Optimale Auslastung von Versandkartons

Mithilfe der Optimierungssoftware CASTN erhalten Versandunternehmen ein optimal auf ihre jeweilige Auftrags- und Artikelstruktur abgestimmtes Kartonset.
© Fraunhofer IML

Online bestellte Produkte kommen häufig in überdimensionalen Kartons vor der Haustür an. Die Ausmaße der Pakete sind oftmals viel größer als der Inhalt. So landet etwa ein Parfum in einem Schuhkarton-großen Umkarton, Polstermaterialien füllen den leeren Raum. Nachhaltig ist das nicht. Abhilfe schafft die Optimierungssoftware CASTN des Fraunhofer-Instituts für Materialfluss und Logistik IML, indem sie kundenindividuell die optimale Karton-Auftrag-Kombination zusammenstellt. Ausgeklügelte Algorithmen berechnen die beste Auslastung der Pakete auf Basis der Artikel- und Auftragsstruktur.

Der Onlinehandel unterliegt einem stetigen Wandel – aktuelle Trends und saisonale Schwankungen beeinflussen die Artikel- und Auftragsstruktur. Mit der steigenden Vielfalt an Produkten und der variierenden Auftragsstruktur wächst mit der Zeit auch das Spektrum an Versandkartonagen. Obwohl die zur Verfügung stehenden Verpackungen immer vielfältiger werden, nimmt der Volumennutzungsgrad häufig ab. Wenig Platz beanspruchende Artikel wie Parfums, Kosmetika oder Schmuck landen in überdimensionierten Kartons. Das liegt vor allem daran, dass Verpackungen nicht auf die veränderten Anforderungen wie Abmessungen und Gewicht der Produkte und Aufträge abgestimmt sind. Dieses Problem adressieren Forschende am Fraunhofer IML mit der Kartonset-Optimierungssoftware CASTN (Carton Set Optimization). Die Entwicklung der Software wurde vom Fraunhofer-Leistungszentrum für Logistik und IT gefördert.

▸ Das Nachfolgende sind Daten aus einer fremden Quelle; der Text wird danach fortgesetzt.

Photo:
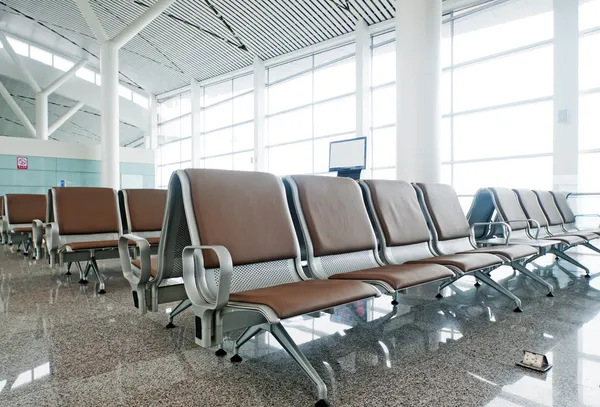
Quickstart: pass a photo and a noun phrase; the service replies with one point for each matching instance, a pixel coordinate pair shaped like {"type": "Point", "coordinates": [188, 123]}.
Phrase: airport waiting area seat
{"type": "Point", "coordinates": [153, 276]}
{"type": "Point", "coordinates": [3, 235]}
{"type": "Point", "coordinates": [453, 234]}
{"type": "Point", "coordinates": [241, 260]}
{"type": "Point", "coordinates": [20, 210]}
{"type": "Point", "coordinates": [569, 218]}
{"type": "Point", "coordinates": [142, 212]}
{"type": "Point", "coordinates": [39, 230]}
{"type": "Point", "coordinates": [86, 227]}
{"type": "Point", "coordinates": [549, 228]}
{"type": "Point", "coordinates": [502, 204]}
{"type": "Point", "coordinates": [340, 241]}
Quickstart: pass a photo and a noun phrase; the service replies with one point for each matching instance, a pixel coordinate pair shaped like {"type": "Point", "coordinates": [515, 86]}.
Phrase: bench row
{"type": "Point", "coordinates": [254, 250]}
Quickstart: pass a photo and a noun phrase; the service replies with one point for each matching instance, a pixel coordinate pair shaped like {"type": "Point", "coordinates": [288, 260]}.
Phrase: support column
{"type": "Point", "coordinates": [152, 139]}
{"type": "Point", "coordinates": [363, 80]}
{"type": "Point", "coordinates": [109, 91]}
{"type": "Point", "coordinates": [566, 95]}
{"type": "Point", "coordinates": [418, 72]}
{"type": "Point", "coordinates": [41, 115]}
{"type": "Point", "coordinates": [197, 147]}
{"type": "Point", "coordinates": [109, 68]}
{"type": "Point", "coordinates": [259, 115]}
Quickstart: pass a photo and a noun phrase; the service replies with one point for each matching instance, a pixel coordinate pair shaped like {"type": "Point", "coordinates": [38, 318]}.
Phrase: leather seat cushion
{"type": "Point", "coordinates": [511, 252]}
{"type": "Point", "coordinates": [293, 299]}
{"type": "Point", "coordinates": [99, 244]}
{"type": "Point", "coordinates": [399, 276]}
{"type": "Point", "coordinates": [22, 230]}
{"type": "Point", "coordinates": [464, 262]}
{"type": "Point", "coordinates": [569, 239]}
{"type": "Point", "coordinates": [153, 240]}
{"type": "Point", "coordinates": [153, 264]}
{"type": "Point", "coordinates": [586, 234]}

CASTN stellt für Versandunternehmen ein optimal auf deren jeweilige Auftrags- und Artikelstruktur abgestimmtes Kartonset zusammen. »Will ein Händler etwa ein Set mit zehn verschiedenen Kartons an seinen Packstationen einsetzen, so müssen diese auf die Auftrags- und Artikelstruktur angepasst werden, um den bestmöglichen Volumennutzungsgrad zu erzielen. Die Produkte müssen also möglichst viel Volumen des Kartons ausfüllen, sodass nur wenig Füllmaterial wie Polsterfolie verwendet werden muss«, erläutert Lukas Lehmann, Wissenschaftler am Fraunhofer IML. Um dies zu realisieren, spielt das Entwicklerteam des Fraunhofer IML die Kundendaten (Bestell- und Artikelstammdaten sowie Verpackungsspezifikationen) in CASTN ein. Um einen repräsentativen Zeitraum und saisonale Schwankungen abzubilden, bewähren sich in der Regel die Daten eines Jahres. Mithilfe dieser Inputparameter berechnen zwei miteinander verknüpfte Software-Algorithmen im Zusammenspiel das optimale Kartonset. Dabei werden Kundenanforderungen wie minimale oder maximale Packgrößen ebenso berücksichtigt wie die Vorgaben der Logistikdienstleister.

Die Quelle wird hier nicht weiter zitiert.